Silny Mars pokieruje swoim właścicielem tak, by ten w młodości został mistrzem sportu, a w wieku bardziej średnim – zdolnym biznesmenem, który wciąż staje do walki o opanowanie jakiegoś segmentu rynku i wygrywa z konkurentami, bo jest od nich szybszy i śmielej realizuje swoje wizje.
Silny Merkury uczyni swego nosiciela naukowcem, który zawodowo rozszyfrowuje zagadki chemicznych cząsteczek albo warstw skalnych.
Dlaczego nie karmimy swoich planet?
Zdarza się, że niektórzy jakoś nie trafiają tam, gdzie ich planety byłyby w pełni nakarmione, a potrzeby zaspokojone. Nie znajdują takiego sposobu życia, zawodu lub środowiska, w którym mogliby nakarmić swoje planety, czyli zrealizować swój wrodzony potencjał. Dlaczego tak się dzieje, nie jest całkiem jasne.

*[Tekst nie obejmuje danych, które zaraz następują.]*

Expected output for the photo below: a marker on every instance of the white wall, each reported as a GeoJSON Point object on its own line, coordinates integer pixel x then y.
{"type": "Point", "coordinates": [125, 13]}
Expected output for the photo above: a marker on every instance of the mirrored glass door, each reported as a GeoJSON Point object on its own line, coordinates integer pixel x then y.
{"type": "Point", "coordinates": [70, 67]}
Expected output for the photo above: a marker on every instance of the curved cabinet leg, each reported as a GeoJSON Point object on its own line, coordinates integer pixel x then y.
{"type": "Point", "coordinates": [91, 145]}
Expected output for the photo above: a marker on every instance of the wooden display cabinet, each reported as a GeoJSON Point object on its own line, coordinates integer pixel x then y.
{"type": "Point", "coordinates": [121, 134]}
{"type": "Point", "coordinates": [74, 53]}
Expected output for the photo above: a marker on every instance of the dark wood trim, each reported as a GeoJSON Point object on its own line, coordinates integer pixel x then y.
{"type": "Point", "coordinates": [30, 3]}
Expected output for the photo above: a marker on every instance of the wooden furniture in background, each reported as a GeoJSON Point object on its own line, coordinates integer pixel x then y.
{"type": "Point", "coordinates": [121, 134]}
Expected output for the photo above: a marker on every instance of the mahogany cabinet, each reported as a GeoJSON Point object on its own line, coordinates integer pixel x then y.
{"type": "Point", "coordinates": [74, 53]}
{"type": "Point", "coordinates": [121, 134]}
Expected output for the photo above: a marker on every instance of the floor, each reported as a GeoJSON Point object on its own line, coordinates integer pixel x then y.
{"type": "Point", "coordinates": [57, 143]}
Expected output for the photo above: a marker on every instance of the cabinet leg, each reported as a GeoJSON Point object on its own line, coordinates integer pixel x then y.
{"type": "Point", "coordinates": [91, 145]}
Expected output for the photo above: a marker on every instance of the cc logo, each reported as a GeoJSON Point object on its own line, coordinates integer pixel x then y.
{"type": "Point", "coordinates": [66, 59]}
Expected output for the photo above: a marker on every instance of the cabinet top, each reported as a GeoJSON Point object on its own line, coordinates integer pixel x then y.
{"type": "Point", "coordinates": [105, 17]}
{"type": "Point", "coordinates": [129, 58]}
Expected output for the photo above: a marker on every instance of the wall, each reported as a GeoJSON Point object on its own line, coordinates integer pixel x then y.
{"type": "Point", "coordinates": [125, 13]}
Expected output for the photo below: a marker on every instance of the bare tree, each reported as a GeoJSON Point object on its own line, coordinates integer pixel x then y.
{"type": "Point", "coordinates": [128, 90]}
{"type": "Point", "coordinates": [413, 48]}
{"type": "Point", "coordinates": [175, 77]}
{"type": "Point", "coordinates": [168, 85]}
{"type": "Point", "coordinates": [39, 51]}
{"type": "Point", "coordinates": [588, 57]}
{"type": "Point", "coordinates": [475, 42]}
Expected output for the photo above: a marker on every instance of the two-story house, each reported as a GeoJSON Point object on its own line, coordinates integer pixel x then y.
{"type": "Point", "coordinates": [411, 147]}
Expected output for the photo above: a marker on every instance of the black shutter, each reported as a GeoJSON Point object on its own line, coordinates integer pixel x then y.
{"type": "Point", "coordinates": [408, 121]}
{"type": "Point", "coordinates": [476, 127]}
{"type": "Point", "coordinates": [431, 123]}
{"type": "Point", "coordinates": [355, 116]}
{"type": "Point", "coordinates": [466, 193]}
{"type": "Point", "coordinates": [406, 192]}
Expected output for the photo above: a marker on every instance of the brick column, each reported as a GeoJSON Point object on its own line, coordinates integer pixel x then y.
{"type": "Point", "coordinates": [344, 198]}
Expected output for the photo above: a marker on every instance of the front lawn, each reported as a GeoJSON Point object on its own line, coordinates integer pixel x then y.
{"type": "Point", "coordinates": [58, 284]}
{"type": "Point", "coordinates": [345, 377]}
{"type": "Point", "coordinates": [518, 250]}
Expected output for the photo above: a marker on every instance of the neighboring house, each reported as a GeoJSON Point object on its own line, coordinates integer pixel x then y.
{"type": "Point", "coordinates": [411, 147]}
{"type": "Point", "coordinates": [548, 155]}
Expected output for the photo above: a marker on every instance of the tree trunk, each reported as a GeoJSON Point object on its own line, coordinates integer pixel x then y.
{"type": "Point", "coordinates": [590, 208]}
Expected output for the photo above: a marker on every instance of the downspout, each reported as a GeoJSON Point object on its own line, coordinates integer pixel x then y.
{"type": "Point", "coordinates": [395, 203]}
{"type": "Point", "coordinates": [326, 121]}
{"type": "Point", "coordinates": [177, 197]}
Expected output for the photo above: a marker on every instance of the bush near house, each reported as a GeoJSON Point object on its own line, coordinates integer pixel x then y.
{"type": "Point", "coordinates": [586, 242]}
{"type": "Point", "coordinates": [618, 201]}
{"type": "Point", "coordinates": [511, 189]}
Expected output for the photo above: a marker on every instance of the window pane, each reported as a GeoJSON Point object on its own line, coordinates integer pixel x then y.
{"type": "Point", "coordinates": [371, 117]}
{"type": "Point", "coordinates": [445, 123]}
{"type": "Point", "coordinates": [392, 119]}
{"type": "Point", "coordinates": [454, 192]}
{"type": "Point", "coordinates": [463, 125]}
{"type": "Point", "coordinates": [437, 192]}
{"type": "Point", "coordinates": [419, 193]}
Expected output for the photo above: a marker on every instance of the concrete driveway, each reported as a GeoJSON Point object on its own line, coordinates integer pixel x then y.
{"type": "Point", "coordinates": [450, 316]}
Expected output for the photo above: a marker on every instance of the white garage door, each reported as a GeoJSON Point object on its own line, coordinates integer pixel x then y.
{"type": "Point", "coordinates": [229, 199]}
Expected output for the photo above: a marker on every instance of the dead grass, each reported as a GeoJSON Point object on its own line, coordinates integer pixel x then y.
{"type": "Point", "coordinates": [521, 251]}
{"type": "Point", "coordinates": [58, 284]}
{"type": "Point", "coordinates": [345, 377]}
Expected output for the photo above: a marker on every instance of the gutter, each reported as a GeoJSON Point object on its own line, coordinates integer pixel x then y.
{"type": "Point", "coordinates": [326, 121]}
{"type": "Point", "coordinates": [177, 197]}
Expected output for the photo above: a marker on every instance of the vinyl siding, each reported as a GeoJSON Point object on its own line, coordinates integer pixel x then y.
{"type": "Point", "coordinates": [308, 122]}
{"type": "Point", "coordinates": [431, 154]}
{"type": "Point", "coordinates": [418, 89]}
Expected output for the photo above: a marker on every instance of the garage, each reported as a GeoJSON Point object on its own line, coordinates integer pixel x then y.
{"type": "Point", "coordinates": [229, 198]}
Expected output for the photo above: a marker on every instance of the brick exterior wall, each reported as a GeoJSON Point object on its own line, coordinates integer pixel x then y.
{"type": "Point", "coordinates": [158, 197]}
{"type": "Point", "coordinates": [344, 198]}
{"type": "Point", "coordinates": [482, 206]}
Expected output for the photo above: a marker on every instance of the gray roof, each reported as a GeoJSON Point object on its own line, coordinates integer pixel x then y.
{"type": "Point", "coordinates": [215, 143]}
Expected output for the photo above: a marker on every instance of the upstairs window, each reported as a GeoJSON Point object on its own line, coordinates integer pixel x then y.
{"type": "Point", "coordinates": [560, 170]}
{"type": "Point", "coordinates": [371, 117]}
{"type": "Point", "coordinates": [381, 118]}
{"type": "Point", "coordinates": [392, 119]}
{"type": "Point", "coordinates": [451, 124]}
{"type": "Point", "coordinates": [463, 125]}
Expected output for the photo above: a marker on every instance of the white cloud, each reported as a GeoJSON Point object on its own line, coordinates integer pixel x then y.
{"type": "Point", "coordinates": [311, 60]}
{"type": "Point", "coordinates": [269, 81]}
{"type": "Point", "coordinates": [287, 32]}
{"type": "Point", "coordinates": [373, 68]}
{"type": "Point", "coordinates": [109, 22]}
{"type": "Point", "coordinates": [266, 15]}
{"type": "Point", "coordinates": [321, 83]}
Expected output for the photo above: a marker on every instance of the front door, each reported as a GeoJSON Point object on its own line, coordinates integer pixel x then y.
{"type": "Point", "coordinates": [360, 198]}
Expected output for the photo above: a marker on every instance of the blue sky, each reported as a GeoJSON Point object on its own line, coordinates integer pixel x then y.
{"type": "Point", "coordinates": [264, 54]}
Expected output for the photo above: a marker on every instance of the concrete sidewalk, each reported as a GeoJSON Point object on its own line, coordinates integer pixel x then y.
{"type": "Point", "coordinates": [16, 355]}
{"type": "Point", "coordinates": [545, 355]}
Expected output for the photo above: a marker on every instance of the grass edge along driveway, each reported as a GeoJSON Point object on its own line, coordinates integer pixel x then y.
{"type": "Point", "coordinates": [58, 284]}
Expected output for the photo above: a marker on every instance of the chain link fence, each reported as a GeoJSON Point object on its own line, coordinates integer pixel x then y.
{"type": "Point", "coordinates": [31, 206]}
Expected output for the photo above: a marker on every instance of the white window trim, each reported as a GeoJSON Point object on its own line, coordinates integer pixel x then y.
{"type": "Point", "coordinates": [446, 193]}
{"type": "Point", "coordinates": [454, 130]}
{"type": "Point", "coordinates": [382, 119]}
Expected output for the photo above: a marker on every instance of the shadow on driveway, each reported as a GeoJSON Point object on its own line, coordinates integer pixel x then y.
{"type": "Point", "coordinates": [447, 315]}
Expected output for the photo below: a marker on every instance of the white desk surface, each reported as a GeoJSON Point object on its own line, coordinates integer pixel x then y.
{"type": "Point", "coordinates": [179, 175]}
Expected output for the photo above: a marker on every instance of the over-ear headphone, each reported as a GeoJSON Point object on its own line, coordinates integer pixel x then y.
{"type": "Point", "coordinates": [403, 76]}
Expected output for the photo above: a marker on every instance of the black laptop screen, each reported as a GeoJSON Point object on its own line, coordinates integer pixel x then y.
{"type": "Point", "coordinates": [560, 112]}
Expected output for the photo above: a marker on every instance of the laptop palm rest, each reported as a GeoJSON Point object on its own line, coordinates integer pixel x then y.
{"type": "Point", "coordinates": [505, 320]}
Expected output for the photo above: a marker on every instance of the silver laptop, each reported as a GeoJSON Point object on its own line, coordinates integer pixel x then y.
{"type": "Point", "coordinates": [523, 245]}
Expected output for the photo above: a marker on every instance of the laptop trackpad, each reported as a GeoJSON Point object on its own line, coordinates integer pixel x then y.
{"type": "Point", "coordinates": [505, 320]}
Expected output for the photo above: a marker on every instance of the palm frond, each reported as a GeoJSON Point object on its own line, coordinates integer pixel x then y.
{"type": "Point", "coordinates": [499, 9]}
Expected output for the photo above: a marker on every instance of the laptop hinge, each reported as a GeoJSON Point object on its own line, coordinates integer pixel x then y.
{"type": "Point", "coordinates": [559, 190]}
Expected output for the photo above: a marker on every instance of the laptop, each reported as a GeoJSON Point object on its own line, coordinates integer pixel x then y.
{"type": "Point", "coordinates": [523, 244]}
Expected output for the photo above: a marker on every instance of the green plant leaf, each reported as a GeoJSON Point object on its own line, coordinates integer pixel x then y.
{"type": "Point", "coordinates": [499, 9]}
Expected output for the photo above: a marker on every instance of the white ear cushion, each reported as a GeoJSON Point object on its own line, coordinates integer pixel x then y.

Może być tak, że jedna planeta blokuje drugą. Ktoś ma silnego Jowisza, który powinien być karmiony poprzez działalność społeczną, przez przemawianie na wiecach albo występy na estradzie – cóż, jeśli w opozycji do Jowisza ma w horoskopie jeszcze silniejszego Saturna, który czyni go nieśmiałym i skłania do ucieczki w samotność.
Albo ktoś ma silnego Marsa, więc jest mu pisany sport i zwyciężanie w zawodach, ale przeszkadza mu równie silny Księżyc, który go blokuje, bo każe mu użalać się nad słabszymi i współczuć tym, od których ów zawodnik jest lepszy. Trudno więc zwyciężać, gdy się z tego powodu cierpi.
Niezaspokojenie planet może brać się z niewłaściwego wychowania lub z jakichś życiowych pomyłek. Pewna kobieta została wychowana na grzeczną dziewczynkę, a tymczasem ma silnego Marsa i w koronkowych sukienkach czuje się jak przebieraniec. Zazdrości więc koleżankom, które jeżdżą konno, klną i chodzą z pejczami, ale wpojone zasady nie pozwalają jej pójść na kurs dla dżokejów.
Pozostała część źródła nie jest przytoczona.